Educación en Panamá: ‘quo vadis’, Gobierno


Cuando todos en Panamá pensábamos que estábamos listos para comenzar a lograr avances en educación, siguiendo el camino de unir esfuerzos mediante un organismo que nos ha costado décadas diseñar, giramos ciento ochenta grados y decidimos caminar de espaldas y contra el viento en el momento más difícil de nuestra historia. (Quo Vadis)

En Panamá, con el Consejo Permanente Multisectorial para Implementación del Compromiso Nacional por la Educación (Copeme), señalamos claramente que lograr la equidad en la distribución de las oportunidades es el norte que señala la brújula como orientación fundamental que nos puede traer la esperanza de un Panamá más justo, problema reconocido como el más grave de nuestra agenda social.

El Temis, dios de la equidad en la justicia, se ha convertido en una figura decorativa que adorna el escritorio de muchos abogados y políticos que lo exhiben sin entender su significado, promoviendo, con muchas de sus decisiones, la inequidad que ha convertido a Panama en el tercer país de la región con peor distribución de ingresos según la CEPAL.

Para muestra un botón.
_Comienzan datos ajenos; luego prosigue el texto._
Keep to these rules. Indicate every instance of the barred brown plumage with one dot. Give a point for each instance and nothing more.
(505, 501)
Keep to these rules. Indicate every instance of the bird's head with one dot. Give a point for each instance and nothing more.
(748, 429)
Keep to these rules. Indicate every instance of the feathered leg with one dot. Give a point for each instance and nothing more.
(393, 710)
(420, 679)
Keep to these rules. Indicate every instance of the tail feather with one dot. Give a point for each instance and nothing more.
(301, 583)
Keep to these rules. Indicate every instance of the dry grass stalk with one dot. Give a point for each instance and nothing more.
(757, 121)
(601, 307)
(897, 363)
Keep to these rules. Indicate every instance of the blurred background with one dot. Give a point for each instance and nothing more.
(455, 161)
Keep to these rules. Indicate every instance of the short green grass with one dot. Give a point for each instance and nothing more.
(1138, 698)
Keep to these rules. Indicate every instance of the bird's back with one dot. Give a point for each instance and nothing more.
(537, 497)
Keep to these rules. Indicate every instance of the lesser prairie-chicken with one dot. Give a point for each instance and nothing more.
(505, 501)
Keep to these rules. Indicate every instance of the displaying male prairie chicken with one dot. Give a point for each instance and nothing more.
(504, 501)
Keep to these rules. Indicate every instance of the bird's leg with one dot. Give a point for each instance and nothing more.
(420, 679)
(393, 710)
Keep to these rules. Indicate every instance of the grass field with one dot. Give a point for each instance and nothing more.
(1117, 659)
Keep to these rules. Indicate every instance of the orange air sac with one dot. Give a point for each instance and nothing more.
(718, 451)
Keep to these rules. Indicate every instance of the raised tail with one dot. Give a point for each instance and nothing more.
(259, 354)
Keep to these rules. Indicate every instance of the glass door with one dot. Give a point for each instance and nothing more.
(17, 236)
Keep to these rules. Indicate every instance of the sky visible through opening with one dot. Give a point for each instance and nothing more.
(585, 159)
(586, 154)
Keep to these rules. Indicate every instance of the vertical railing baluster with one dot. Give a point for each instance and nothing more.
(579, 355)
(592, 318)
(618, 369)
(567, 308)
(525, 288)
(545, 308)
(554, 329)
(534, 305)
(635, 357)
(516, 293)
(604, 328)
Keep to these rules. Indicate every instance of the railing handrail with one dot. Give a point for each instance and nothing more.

Entre ellas, la contribución del socio Gobierno en Copeme, que tiene en sus manos la tarea de implementar las políticas públicas para facilitar la tarea de los educadores en su misión de llevar educación igual para todos, y que hoy se ve obstaculizada por las limitaciones de acceso al internet, único medio disponible interactivo de comunicación en la relación profesor-estudiante, base el proceso educativo.

Es por ello que cuando deberíamos estar facilitando llegar a más, estamos llegando a menos, porque el padre de familia tiene que invertir en equipo y en tarjetas de acceso al sistema usando un dinero que no tiene y que, además, aprovechando la coyuntura, las empresas que proveen el servicio han mantenido tarifas que discriminan concentrando acceso entre los que más medios disponen y haciéndolo más difícil entre los que menos recursos tienen. El mismo Meduca informó que este año, 3 de cada 10 alumnos no han podido acceder a sus clases virtuales, esencialmente por falta de fondos para pagar el servicio.
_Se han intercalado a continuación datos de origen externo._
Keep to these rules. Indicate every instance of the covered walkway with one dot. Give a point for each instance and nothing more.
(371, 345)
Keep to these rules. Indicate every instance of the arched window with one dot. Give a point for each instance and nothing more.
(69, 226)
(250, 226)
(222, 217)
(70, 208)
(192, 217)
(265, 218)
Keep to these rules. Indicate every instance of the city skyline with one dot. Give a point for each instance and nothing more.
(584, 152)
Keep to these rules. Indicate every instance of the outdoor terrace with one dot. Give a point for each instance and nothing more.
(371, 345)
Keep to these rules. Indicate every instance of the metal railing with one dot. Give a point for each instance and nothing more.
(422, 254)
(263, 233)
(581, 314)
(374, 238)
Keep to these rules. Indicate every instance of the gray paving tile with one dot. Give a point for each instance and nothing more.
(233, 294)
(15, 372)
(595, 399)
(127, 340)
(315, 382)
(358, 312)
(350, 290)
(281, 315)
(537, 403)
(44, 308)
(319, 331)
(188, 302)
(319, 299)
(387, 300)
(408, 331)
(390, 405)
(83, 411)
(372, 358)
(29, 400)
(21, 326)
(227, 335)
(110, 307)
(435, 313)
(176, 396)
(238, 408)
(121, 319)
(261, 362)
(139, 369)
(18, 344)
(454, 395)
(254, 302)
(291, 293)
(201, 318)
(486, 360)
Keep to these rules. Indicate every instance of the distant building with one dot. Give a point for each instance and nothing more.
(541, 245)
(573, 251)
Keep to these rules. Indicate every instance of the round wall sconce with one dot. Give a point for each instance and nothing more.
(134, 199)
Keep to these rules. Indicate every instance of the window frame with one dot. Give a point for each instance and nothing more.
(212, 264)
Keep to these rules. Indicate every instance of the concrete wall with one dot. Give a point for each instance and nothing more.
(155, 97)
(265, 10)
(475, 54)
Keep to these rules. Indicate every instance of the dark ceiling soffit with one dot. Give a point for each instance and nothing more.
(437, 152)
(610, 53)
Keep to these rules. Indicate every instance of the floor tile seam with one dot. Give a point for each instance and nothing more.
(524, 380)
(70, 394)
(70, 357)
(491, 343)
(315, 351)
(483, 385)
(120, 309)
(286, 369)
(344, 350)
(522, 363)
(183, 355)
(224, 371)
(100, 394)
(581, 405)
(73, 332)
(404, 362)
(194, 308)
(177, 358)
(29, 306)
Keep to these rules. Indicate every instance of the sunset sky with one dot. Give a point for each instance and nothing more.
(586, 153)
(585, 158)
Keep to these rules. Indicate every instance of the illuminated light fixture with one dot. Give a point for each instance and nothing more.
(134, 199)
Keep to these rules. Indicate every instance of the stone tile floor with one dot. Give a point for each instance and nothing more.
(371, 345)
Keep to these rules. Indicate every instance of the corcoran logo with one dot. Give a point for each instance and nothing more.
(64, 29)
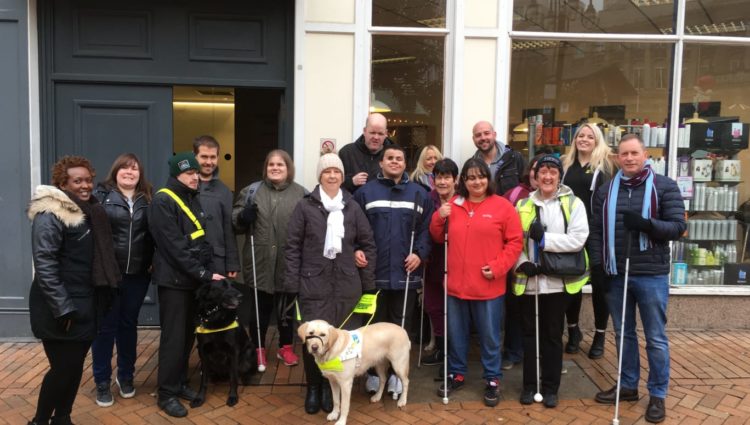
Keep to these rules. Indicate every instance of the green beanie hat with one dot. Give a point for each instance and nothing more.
(182, 162)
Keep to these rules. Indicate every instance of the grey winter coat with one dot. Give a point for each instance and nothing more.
(216, 200)
(275, 208)
(328, 289)
(62, 250)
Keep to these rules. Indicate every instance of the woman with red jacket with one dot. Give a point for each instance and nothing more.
(484, 241)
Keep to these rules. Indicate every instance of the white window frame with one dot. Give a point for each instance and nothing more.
(678, 40)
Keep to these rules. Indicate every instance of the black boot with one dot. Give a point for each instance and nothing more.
(312, 399)
(61, 420)
(437, 356)
(574, 339)
(597, 346)
(326, 397)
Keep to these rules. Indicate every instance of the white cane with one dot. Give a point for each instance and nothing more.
(538, 396)
(445, 315)
(421, 318)
(411, 248)
(616, 419)
(260, 351)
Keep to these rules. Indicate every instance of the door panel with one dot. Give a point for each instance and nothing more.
(102, 121)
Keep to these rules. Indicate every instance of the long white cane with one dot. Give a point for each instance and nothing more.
(616, 419)
(445, 315)
(260, 351)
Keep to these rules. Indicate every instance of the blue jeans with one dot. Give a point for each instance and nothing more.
(487, 317)
(650, 293)
(119, 326)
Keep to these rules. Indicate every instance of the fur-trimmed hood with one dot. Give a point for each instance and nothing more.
(49, 199)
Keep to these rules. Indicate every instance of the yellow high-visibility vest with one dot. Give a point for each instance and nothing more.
(199, 232)
(527, 212)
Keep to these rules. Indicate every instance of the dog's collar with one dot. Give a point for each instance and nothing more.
(208, 313)
(203, 330)
(352, 350)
Por esto resulta escandaloso escuchar las recientes declaraciones del director general de la empresa Cable and Wireless, señalando la entrega de dividendos para el socio Gobierno –propietario del 49% de las acciones– por más de $15 millones, dedicando los ingresos en exceso a los gastos, como una forma de aprovecharse de las circunstancias reduciendo la posibilidad de que padres de familia puedan tener acceso a la educación que requieren hoy más que nunca para sus hijos.

A eso Michael Porter, líder empresarial creador del índice de competitividad, llama empresas que, en lugar de resolver un problema social, lo crea.

Gobierno, despierta en tus responsabilidades y, como miembro del Copeme, aporta tu cuota de solidaridad con los que menos tienen. Que el inicio de 2021 signifique un cambio de actitud con relación a lograr el bien común. Dedica dividendos mal habidos, fruto de una necesidad impuesta por la pandemia, a aliviar la carga económica, que nos permita ofrecer “educación igual para todos”.